Police are hunting two Eastern European men believed be trying to skim credit cards in Auckland.
They are believed to have targeted an ATM in Queen St last month, but their plan was thwarted by a customer who contacted the police.
Details of the scam were revealed yesterday, on the same day that two Romanians were convicted of trying to set up a similar fraud in Wellington.
Catlin Nicusor Lechea, 33, and Bogdan Georgian Pavelescu, 34, pleaded guilty in the district court there to preparing to commit a crime.
They were each fined $1000 and ordered to leave New Zealand.
In the Auckland case, the wanted men were seen three weeks ago working in tandem, police said.
One placed a green sleeve device on the automatic teller machine while the other kept watch.
"The device looked exactly like the illuminated green slot into which customers insert their ATM cards," said Acting Inspector Hirone Waretini.
"This device sits over the top of the original green slot and contains an electronic chip that reads the details of the card as it enters the machine.
"The pair left this device for a couple of hours on the machine and intended to return to remove it. However, a customer using the ATM discovered the device when it came off in his hand as he removed his card. He promptly handed the device in to police," Mr Waretini said.
Police said the men were from Eastern Europe.
Both are thought to be in their late 20s to early 30s, of solid build, cleanshaven, with short dark hair.

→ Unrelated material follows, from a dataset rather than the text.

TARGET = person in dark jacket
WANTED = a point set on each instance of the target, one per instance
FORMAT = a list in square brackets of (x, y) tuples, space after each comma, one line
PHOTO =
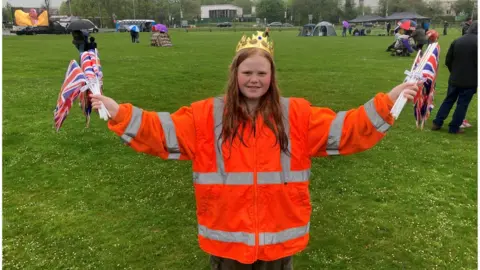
[(445, 28), (466, 25), (92, 45), (420, 37), (461, 61), (79, 41)]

Mr Waretini said police did not know where the men were and appealed for information about them, but asked that they not be directly told about the police interest in them.
Card-skimming has become popular in recent years.
Usually, a "skimming" device that looks as if it is part of the ATM is placed over the slot where the bank card is inserted. The bank card details are collected from the magnetic strip and a small camera above the keyboard records the PIN.
The stolen data can be transmitted wirelessly to the fraudsters, then emailed to associates overseas. The bank information is then sold to criminal groups around the world, which create counterfeit cards and withdraw the cash overseas.
In March, ANZ - after discovering fraudulent transactions made from Bulgaria - said fraudsters had been using the devices on its ATM machines.
"It does appear that these fraudsters have used hit-and-run tactics - placing devices on ATMs for a short time - to bypass our frequent checks," said a spokeswoman for the bank.
Police say it is important that people are always vigilant around ATM machines and take precautions when entering their PIN number. If anyone has concerns that an ATM has been tampered with, or does not look right, they should contact their bank as soon as possible.